- Official name: French: Centrale Interpetrol
- Country: Burundi
- Coordinates: 3°22′17″S 29°21′04″E﻿ / ﻿3.371464°S 29.351183°E
- Purpose: Power
- Owner: Interpetrol Burundi

Power Station
- Installed capacity: 45 megawatts (60,000 hp)

= Interpetrol Power Station =

Power station in Burundi

The Interpetrol Power Station (') is a thermal power station in the Bujumbura Mairie Province of Burundi.
It is owned by Interpetrol Burundi SA.

==Location==

The Centrale Interpetrol is to the west of the Buyenzi district of Bujumbura, south of the Ntahangwa River.
It is on the east side of the RN5 Boulevard Melchior Ndadaye opposite the Brarudi Brewery and the Port of Bujumbura on Lake Tanganyika.

==History==

In 2010 the state-owned water and power company Regideso Burundi signed a contract with Interpetrol to supply 10 MW for six months.
Regideso lost money on the contract.

In 2017 Regideso signed a contract with Interpetrol to build and operate a thermal power plant.
By June 2017 six of the nineteen planned generators had arrived and the others were on the way.
The site for the generators had been prepared.
A protective wall was being built to prevent damage from the Ntahangwa River, and a 1000000 L fuel tank was being built.
It was expected that the 30MW plant would be ready by September 2017, and Regideso would no longer have to practice "load shedding" power cuts.
The contract with Interpetrol was for ten years.

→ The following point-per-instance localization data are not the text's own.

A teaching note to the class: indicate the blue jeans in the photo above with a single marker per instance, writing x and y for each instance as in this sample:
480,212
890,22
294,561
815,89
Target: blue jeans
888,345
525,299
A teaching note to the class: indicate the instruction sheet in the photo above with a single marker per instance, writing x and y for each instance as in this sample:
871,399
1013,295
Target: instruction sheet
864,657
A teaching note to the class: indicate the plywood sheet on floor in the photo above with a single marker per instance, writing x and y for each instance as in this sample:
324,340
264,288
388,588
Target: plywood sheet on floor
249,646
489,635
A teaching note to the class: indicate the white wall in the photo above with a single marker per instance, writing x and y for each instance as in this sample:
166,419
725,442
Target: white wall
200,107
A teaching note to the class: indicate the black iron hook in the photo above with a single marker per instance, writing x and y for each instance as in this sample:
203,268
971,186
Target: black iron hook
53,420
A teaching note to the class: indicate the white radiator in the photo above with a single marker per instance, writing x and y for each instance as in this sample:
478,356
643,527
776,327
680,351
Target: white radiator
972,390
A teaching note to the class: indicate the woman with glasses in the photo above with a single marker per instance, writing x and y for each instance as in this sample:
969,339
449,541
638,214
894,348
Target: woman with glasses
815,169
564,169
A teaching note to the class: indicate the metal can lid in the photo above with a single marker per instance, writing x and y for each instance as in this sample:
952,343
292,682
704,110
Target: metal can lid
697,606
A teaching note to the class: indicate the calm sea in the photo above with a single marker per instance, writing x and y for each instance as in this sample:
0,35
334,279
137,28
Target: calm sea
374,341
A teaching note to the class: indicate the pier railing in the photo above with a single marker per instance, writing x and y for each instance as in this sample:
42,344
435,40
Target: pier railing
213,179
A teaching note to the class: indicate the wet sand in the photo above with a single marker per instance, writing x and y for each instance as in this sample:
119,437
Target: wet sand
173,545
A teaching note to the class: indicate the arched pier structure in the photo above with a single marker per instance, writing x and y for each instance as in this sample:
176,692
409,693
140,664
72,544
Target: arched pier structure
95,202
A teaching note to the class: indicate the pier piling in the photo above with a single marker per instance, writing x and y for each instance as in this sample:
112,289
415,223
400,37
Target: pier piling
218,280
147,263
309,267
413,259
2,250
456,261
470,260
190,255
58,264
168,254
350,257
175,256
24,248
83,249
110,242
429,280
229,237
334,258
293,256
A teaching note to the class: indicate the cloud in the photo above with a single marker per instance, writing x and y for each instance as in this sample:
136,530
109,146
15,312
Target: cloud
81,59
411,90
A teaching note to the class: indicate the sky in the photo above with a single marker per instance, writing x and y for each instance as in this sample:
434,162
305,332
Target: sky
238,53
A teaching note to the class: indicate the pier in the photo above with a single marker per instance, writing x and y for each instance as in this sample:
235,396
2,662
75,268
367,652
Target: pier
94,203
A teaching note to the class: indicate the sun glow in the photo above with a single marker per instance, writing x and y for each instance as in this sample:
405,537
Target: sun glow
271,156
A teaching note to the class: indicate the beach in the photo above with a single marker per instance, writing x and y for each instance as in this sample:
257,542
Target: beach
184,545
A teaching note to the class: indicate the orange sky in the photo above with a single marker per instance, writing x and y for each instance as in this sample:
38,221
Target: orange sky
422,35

In April 2018 the Director General of Interpetrol Burundi threatened to suspend production, since Regideso had failed to make payments on schedule.
He also noted that Regideso was only requesting about 20MW on average while the sale price was based on 30MW, which was causing Interpetrol to lose money.
Other complaints were that the tax administration was not respecting exemptions for spare parts and equipment, and the Bank of the Republic of Burundi (BRB) was not releasing dollars for Interpetrol to pay suppliers.
Regideso refuted these charges, complaining that Interpetrol was charging above the agreed price, which would cause huge losses to Regideso since their retail sales price was fixed.

In October 2022 the director general of Regideso said he would restart the 5.5 Megawatt Buyenzi Thermal Power Station later that month, using fuel that was being used to power the Interpetrol power station.
The Buyenzi Thermal Power Station, owned by Regideso, had been shut down for nine years.